Another person from another forum just sent me some bubble tea straws as she is curious to know what I think of them since I always use straws. I will use them on my next cake and keep you posted!

I have no idea on where to buy them

dydemus Posted 4 Oct 2006 , 4:34pm
post #24 of 40

Where do you guys get the 'bubble tea' straws. I've seen them at Panera, and they look really cool. I was at an ICES day of sharing and one of the instructors there suggested also using these to hold flowers for your cake (way cool) and to press the end into a piece of fondant to create a "bottom". Better than those picks you have to buy!

prettycake Posted 4 Oct 2006 , 4:37pm
post #25 of 40

Any drinking straw will do, BUT if you are using the straw as your support, it's not meant to be tall.. only for short cakes, with a skewer inside the straw. icon_smile.gif

Chefgirl Posted 4 Oct 2006 , 4:39pm
post #26 of 40

Okay, i just did a google search and they are sold all over the place online. They are the straws used for bubble tea, which has tapioca pearls or something in it so the straw has to be thicker so you can drink the tapioca. They look much stronger than regular drinking straws. I bet you can find them at Asian grocery stores.

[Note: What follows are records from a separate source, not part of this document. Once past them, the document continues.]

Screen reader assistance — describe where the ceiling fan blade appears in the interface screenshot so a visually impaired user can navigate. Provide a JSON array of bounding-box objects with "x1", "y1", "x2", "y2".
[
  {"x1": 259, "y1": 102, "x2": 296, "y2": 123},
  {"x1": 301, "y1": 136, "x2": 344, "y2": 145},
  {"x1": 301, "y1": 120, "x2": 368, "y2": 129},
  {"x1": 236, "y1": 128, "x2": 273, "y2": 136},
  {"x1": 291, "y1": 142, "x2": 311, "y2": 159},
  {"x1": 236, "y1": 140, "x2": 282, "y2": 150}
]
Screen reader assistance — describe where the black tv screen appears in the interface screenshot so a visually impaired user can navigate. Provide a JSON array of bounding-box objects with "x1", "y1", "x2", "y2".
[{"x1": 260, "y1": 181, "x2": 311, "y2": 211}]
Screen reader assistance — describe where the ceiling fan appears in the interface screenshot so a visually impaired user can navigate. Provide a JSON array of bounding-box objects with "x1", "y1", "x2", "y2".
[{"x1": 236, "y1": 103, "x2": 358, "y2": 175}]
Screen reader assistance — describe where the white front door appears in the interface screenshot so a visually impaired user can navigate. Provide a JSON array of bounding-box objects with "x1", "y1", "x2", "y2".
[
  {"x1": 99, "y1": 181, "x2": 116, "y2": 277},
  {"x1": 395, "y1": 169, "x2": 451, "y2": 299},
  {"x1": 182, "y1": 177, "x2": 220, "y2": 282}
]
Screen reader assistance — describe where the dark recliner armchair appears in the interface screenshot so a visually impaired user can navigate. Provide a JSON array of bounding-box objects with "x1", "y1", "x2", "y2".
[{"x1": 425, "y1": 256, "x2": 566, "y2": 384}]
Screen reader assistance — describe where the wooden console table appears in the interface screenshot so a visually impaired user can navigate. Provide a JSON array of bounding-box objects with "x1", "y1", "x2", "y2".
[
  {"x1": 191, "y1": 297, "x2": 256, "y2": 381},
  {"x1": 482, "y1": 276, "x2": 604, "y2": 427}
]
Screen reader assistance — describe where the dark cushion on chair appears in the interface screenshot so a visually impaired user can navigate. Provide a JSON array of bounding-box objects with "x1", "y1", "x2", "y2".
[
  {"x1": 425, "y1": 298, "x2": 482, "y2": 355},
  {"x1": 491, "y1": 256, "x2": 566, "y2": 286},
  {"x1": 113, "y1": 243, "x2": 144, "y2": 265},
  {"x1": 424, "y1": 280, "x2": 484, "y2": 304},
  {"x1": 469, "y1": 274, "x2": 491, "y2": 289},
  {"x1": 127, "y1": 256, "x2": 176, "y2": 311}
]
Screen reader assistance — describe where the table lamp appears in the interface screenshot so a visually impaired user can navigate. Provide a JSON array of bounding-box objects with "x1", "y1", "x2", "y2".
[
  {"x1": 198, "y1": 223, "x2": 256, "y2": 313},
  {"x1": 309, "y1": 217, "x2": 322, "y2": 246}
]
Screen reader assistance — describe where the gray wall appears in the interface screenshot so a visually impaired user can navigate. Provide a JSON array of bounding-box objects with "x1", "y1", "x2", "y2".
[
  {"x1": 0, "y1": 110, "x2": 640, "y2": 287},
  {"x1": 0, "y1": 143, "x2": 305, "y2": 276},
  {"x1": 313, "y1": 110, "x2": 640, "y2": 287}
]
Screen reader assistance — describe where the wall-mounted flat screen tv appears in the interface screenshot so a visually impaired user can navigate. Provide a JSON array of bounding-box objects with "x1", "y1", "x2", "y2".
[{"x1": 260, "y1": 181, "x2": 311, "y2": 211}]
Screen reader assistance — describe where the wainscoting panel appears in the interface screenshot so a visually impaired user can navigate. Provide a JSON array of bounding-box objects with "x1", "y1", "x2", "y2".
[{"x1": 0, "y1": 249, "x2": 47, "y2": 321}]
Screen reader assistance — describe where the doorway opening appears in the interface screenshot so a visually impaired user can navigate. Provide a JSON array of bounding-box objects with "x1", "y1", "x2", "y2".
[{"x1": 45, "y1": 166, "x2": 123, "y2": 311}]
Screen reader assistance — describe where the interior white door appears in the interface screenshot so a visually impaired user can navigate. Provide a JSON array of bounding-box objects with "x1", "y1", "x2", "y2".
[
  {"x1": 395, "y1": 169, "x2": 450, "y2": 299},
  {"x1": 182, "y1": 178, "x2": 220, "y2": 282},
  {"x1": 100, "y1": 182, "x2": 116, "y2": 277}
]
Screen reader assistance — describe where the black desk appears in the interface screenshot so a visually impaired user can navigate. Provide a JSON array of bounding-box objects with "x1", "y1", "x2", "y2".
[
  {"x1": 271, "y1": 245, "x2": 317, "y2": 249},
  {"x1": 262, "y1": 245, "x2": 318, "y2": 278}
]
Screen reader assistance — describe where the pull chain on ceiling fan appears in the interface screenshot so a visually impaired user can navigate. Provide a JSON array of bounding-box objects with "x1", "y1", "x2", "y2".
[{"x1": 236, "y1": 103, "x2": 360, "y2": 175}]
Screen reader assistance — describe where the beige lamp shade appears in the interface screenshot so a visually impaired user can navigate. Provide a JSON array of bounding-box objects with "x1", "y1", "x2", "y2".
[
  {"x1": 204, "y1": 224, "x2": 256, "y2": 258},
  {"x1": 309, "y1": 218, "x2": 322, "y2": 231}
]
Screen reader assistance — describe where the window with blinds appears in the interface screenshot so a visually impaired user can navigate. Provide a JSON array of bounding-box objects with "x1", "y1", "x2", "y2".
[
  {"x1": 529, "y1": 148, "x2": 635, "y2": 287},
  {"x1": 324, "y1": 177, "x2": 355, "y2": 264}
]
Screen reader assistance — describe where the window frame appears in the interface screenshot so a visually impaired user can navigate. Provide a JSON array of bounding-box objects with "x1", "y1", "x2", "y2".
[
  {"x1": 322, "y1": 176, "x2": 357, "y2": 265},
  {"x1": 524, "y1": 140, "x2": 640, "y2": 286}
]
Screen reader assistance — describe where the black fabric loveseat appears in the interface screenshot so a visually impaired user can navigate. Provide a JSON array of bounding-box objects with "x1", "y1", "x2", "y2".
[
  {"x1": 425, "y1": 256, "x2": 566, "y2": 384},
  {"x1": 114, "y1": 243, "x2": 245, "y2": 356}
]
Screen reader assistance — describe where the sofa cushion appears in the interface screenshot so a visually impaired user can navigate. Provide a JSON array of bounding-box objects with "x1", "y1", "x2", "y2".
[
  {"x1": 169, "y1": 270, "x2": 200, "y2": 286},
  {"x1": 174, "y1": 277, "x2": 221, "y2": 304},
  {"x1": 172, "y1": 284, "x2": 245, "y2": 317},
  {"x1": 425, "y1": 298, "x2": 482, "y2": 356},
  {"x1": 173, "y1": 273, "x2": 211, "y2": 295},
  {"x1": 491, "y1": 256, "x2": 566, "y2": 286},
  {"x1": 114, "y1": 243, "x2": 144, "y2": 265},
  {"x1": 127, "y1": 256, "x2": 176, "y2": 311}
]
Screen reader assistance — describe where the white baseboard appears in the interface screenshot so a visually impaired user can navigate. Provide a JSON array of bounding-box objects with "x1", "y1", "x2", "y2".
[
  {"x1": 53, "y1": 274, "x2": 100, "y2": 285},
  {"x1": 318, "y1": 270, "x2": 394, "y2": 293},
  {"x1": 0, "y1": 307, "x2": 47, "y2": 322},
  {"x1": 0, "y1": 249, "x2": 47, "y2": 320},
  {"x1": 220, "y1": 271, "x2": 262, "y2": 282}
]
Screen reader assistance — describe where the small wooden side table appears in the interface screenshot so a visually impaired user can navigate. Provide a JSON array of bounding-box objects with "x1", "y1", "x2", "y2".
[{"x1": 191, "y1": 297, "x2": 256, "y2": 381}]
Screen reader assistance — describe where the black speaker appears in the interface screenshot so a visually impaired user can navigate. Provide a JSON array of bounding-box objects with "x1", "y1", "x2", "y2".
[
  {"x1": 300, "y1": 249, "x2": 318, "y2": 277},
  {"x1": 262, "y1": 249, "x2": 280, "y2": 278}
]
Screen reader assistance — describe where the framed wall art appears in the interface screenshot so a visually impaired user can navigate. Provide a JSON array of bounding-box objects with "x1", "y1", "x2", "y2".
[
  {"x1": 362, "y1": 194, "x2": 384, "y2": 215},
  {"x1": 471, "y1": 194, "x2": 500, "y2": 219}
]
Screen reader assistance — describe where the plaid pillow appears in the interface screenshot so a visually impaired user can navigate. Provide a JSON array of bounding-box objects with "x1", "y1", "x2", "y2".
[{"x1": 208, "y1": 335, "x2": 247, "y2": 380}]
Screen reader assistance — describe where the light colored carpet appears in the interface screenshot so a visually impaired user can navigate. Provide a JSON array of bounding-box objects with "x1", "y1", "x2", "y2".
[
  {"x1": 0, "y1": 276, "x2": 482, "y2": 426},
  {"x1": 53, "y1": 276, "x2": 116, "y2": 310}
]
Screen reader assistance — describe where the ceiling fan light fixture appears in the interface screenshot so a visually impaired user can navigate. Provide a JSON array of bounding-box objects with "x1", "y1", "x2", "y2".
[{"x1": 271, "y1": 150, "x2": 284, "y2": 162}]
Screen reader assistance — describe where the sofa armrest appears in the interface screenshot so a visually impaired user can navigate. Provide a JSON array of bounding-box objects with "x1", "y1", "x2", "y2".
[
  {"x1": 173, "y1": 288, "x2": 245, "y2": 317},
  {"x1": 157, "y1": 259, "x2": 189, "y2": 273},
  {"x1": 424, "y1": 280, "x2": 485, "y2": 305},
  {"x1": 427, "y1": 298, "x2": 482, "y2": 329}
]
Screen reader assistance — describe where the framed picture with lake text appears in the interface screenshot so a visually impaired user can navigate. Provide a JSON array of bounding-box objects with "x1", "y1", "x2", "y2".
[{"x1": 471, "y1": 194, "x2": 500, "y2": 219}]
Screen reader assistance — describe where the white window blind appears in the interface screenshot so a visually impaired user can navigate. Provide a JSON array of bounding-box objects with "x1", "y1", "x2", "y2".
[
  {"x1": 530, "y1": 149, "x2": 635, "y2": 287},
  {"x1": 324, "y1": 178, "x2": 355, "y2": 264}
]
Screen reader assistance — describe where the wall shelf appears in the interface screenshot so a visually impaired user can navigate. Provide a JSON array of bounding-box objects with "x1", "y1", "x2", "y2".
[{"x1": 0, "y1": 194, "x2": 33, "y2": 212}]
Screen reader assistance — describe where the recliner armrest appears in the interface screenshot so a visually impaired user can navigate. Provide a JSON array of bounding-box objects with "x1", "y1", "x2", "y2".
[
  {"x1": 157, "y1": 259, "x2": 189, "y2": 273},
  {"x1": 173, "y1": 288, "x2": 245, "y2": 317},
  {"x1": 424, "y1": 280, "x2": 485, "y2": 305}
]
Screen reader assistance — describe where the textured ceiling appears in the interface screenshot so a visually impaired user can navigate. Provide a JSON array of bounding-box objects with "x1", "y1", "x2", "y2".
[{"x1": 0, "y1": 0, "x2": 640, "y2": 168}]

mconrey Posted 4 Oct 2006 , 4:50pm
post #27 of 40

I use straws too - but have never done anything more than a 2-layer. I also do a center dowel if the cake is being transported. I got my straws at Wal-Mart. If you're going to try them, I'd suggest finding the largest in diameter that you can (like the bubble tea straws). Another plus about straws...you can get them in bright colors so people will see them in the cake and know to pull them out. Then you won't have the problem of someone biting into one! icon_surprised.gif

prettycake Posted 4 Oct 2006 , 5:28pm
post #28 of 40

Get those big straws at McDonalds.. get a handful or at Seven Eleven. icon_smile.gif

AMW Posted 4 Oct 2006 , 5:35pm
post #29 of 40

Straws are so inexpensive regardless where you get them from that I can't see advocating stealing them.

cupcake55 Posted 4 Oct 2006 , 7:22pm
post #30 of 40

Chefgirl is correct. You can find them at Asian grocery stores. You can also buy them on the Internet. There are about 40 straws to a bag and should cost around $2.